---
title: Indexing Repositories
sidebar_position: 3
---
import AiQuery from '@site/src/components/AiQuery';
# Indexing Repositories
This page covers everything you need to configure, run, and maintain a code
index with TeaRAGs.
## Environment Variables
All code-vectorization settings are controlled via environment variables passed
to the MCP server.
<details>
<summary>Indexing variables reference</summary>
| Variable | Description | Default |
| -------------------------- | ----------------------------------------------------------------------------------------------------------------------------------------- | ------- |
| `CODE_CHUNK_SIZE` | Maximum chunk size in characters. Larger values give more context per chunk; smaller values give more granular search results. | 2500 |
| `CODE_CHUNK_OVERLAP` | Overlap between adjacent chunks in characters. Prevents loss of context at chunk boundaries. | 300 |
| `CODE_ENABLE_AST` | Use AST-aware chunking (tree-sitter) instead of line-based splitting. Preserves semantic boundaries like functions, classes, and methods. | true |
| `CODE_BATCH_SIZE` | Number of chunks per embedding batch sent to the provider. Higher values improve throughput but increase memory usage. | 100 |
| `CODE_CUSTOM_EXTENSIONS` | Additional file extensions to index (comma-separated). Example: `.proto,.graphql,.prisma` | - |
| `CODE_CUSTOM_IGNORE` | Additional ignore patterns (comma-separated). Example: `**/*.generated.ts,**/dist/**` | - |
| `CODE_DEFAULT_LIMIT` | Default number of search results returned when the caller does not specify a limit. | 5 |
| `CODE_ENABLE_GIT_METADATA` | Enrich every chunk with git blame data: authors, commit count, code age, and task IDs extracted from commit messages. | false |
See also the full [Configuration Variables](/config/environment-variables) page for embedding,
Qdrant batch pipeline, and performance variables.
</details>
## How Chunking Works
TeaRAGs splits source files into **chunks** — self-contained code fragments that become individual vectors in the search index. The chunking strategy directly affects search quality: well-bounded chunks return precise, meaningful results; poorly split chunks return noisy, incomplete fragments.

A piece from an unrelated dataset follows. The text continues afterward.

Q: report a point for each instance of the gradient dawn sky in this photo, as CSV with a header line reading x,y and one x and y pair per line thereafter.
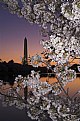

### AST-Aware Chunking (default)
Enabled by default (`CODE_ENABLE_AST=true`). Uses [tree-sitter](https://tree-sitter.github.io/tree-sitter/) to parse the code into an Abstract Syntax Tree, then splits along **semantic boundaries** — functions, classes, methods, interfaces.
**Why it matters:**
- A function stays as one chunk, not split in the middle of a loop
- Class methods are extracted as individual chunks with parent class context preserved (`parentName`, `parentType` metadata)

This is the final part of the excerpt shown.